Nei giorni scorsi, Baselga di Pinè, sono state festeggiate le cinque medaglie conquistate ai Giochi Milano Cortina 2026. Tra i protagonisti gli iridati Pietro Sighel, Arianna Sighel e Andrea Giovannini e Nadia Mattivi e Gloria Ioriatti alla presenza della comunità e del Sindaco, Alessandro Santuari.
“E’ giusto ricordare anche una verità fondamentale:senza infrastrutture sportive, senza luoghi in cui allenarsi, crescere e sognare, tutto questo non sarebbe stato possibile. – ha dichiarato il Commissario e AD, Fabio Massimo Saldini – Il talento ha bisogno di casa. E quella casa, per voi, è stata il ghiaccio dell’Ice Rink Piné, un luogo che non è solo un impianto, ma una fucina di campioni, un presidio di futuro. Ed è per questo che SIMICO, anche che durante i Giochi, ha operato con impegno e determinazione affinché Baselga di Piné tornasse al centro del mondo del pattinaggio. Perché lo sport non vive solo nei risultati, ma nelle condizioni che rendono quei risultati possibili.
Abbiamo provveduto al rifacimento della piastra indoor che ormai non era più utilizzabile per le gravi deformazioni, rinnovando e migliorando al contempo la sicurezza/sostenibilità del sistema di raffreddamento passando da ammoniaca a glicole per le piastre di ghiaccio. Abbiamo riqualificato l’Oval esterno per razionalizzare ed efficientare la pista esterna nella produzione e gestione del ghiaccio. Ora procederemo a sistemare le terrazze, gli spogliatoi e rifacimento delle porzioni impiantistiche che nel tempo hanno subito danni e degrado nel lotto 1. Continueremo inoltre alla progettazione del completamento del complesso di Baselga, con lo studio delle soluzioni per migliorare e fornire più servizi e con il migliore standard.

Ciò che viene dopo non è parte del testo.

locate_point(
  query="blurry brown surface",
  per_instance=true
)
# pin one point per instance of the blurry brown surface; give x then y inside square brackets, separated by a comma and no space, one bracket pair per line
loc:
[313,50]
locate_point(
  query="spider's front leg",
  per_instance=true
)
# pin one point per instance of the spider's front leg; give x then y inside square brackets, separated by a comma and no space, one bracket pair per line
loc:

Questa “Festa Olimpionica” quindi non è solo una celebrazione: è una promessa. – ha chiosato il Commissario – La promessa che il vostro esempio continuerà a vivere nei giovani, nei bambini che oggi vi guardano con occhi pieni di speranza e domani magari seguiranno le vostre orme”.
Oggi Baselga di Piné non è solo il comune più medagliato: è il cuore pulsante di un sogno diventato realtà e che continuerà, anche con le Olimpiadi Giovanili “Dolomiti Valtellina 2028”.